Topik: Perempuan dalam masyarakat kelas (III)
Oleh: Anime
“Masyarakat kelas merusak cinta”
Malaka – Apa yang harus dibahas tentang cinta dalam masyarakat kelas adalah bagaimana pertantangannya, mereka yang diuntungkan dan yang jadi korban. Polemik dan bentuk penindasannya adalah akar untuk mendalaminya.
Pandangan ini mengandung bahaya, kerangka itu memungkinkan bahwa cinta dalam ancaman, terpecah-pecah dan penuh dengan konflik. Makna dari cinta menjadi absurd. Sebab, cinta diproduksi dan diatur sedemikian rupa mengikuti logika kelas.
Karenanya, mengharapkan cinta berproses mengikuti tahapan evolusi manusia adalah kemustahilan. Malah berproses mengikuti kehendak kaum penindas.
Cinta ketika dipandang sebagai hubungan antar individu yakni laki-laki dan perempuan, maka mudah saja dipahami. Tapi, menjadi sukar dalam masyarakat kelas, cinta tak menemukan kehendak bebas. Nilainya ditentukan oleh tradisi yang telah mengakar dan tradisi baru yang sedang dicangkokkan.
Cinta dianggap sebagai komoditas atau barang dagangan. Cinta tak lebih penting dari seks. Cinta tak lebih dari sarana untuk membentuk kualitas manusia, sebagai aktivitas yang teralienasi dan tidak juga sebagai tindakan dalam kegiatan revolusioner.
Singkatnya, cinta menjadi subsistem, sekaligus sebagai objek yang tereduksi dari makna sejatinya.

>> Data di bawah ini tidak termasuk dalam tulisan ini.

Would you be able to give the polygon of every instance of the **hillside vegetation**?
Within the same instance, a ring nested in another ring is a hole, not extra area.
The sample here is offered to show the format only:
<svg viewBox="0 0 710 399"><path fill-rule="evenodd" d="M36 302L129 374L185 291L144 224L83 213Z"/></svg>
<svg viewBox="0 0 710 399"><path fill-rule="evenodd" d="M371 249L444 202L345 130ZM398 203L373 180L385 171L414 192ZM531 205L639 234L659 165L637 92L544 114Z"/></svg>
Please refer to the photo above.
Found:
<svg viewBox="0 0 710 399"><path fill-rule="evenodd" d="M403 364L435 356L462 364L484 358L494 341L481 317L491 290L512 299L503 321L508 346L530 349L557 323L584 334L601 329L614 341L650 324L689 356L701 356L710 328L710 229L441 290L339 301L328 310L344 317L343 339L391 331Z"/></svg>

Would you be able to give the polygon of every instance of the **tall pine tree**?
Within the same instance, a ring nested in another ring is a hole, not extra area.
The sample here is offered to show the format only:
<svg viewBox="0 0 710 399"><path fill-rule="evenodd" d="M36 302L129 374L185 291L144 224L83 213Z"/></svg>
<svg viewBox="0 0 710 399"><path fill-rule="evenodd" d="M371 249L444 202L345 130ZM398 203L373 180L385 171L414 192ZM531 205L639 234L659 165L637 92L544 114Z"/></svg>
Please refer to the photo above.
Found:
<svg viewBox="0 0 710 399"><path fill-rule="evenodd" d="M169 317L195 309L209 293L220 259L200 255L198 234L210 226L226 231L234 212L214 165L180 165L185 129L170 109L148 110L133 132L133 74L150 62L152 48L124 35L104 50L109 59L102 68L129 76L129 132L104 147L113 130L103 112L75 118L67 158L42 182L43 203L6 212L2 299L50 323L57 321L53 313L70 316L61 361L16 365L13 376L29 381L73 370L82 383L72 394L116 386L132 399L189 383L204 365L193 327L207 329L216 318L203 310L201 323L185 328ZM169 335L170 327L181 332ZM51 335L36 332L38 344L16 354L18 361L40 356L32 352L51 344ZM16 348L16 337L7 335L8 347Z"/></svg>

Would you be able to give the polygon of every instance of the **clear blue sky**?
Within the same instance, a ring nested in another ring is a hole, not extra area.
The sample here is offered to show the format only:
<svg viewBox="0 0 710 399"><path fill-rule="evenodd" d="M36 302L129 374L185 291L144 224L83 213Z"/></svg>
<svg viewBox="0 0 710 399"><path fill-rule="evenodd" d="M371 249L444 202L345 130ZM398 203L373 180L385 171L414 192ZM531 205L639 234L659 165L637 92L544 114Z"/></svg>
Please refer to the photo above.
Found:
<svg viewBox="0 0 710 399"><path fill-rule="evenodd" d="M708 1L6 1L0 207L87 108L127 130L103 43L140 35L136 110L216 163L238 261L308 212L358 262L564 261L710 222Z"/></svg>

Kemudian dipersepsikan sebagai pelayanan atas kepuasan tuan-tuan berkelas seperti pemilik budak, raja atau bangsawan dan pemilik modal. Bahkan, lebih dari pada itu adalah untuk kepentingan bisnis. Melalui industri perfilman dan karya-karya tulis lah metode hegemoni dari kelas penguasa.
Laki-laki dan perempuan dipaksa ataupun terpaksa untuk menerima, membenarkan, kemudian memperagakan adegan dan tutur dalam film atau gambar-gambar bernuansa kelas. Pikiran kita diseting untuk memiliki imajinasi subjektif tentang kriteria-kriteria tertentu yang akan dijadikan pasangan ideal.
Ambil contoh, lelaki tampan adalah yang berkulit putih, tidak hitam legam, tinggi dan berotot. Sedangkan, perempuan cantik selalu identik dengan berkulit terang, hidung mancung, bibir sensual, payudara dan bokong yang menggoda.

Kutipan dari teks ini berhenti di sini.